Prof Etienne Pays and his team from the ULB's Laboratory of Molecular Parasitology (Faculty of Science) sheds further light on the way human APOL1 kills the trypanosmoe
The African trypanosome Trypanosoma brucei is a blood parasite capable of infecting many mammals. Humans are provided with natural immunity against infection through the activity of the protein apolipoprotein L1 (APOL1): captured via endocytosis, APOL1 forms pores in the lysosomal membrane, leading to the death of the trypanosome.
In a publication in the scientific journal Nature Communications, Prof Etienne Pays and his team from the ULB's Laboratory of Molecular Parasitology (Faculty of Science) sheds further light on the way human APOL1 kills the parasite. APOL1 does not just induce lysosomal membrane permeabilization. Once it has accomplished this, it is transported to the mitochondrion where it again induces membrane permeabilization. The subsequent release of a mitochondrial endonuclease into the nucleus leads to trypanolysis.

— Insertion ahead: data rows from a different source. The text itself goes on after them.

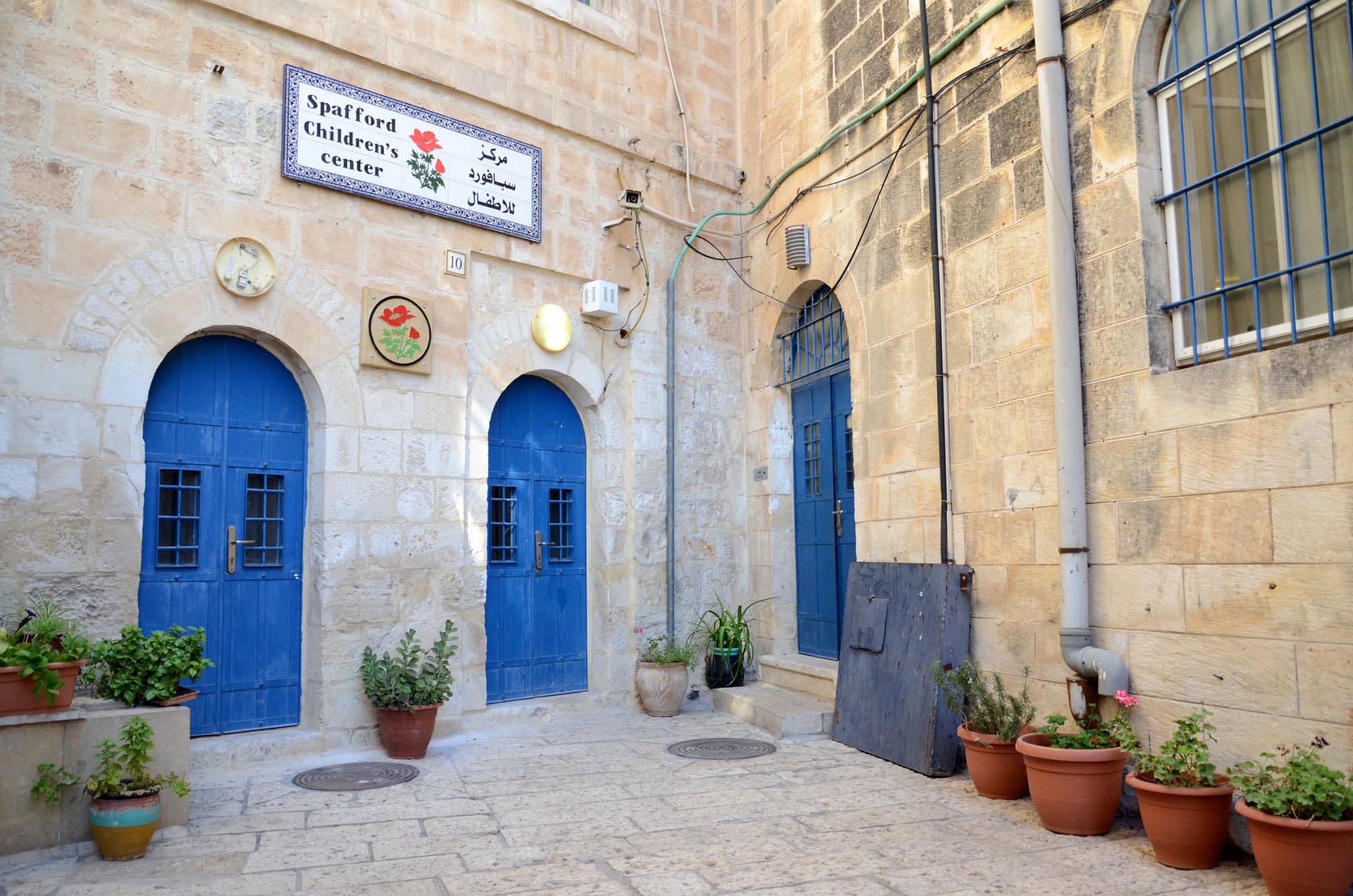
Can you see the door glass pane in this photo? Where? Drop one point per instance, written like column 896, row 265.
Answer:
column 562, row 525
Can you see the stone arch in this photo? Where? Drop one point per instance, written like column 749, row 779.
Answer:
column 499, row 356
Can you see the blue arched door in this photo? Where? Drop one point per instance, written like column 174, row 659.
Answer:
column 225, row 435
column 536, row 608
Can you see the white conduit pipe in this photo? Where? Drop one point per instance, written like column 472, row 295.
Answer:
column 1102, row 665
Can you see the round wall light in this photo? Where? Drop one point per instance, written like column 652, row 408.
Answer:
column 551, row 328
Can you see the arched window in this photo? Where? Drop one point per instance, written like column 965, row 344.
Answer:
column 1256, row 110
column 818, row 339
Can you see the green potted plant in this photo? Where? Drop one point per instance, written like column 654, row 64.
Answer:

However, this defence mechanism is not infallible: two trypanosomes, Trypanosoma brucei gambiense and Trypanosoma brucei rhodesiense manage to evade APOL1, and can infect humans with sleeping sickness. Two distinct mutations of APOL1 enable a number of West African populations to be immune to one of these trypanosomes. However, in 2010, Etienne Pays' laboratory proved that this evolutionary advantage went hand in hand with an increased risk of renal insufficiency.
While the mechanism allowing these mutations of APOL1 to trigger renal pathology remains completely unknown, our new observations on the biology of APOL1 allow us to imagine how the disease could occur in human kidney cells and to develop new research hypotheses.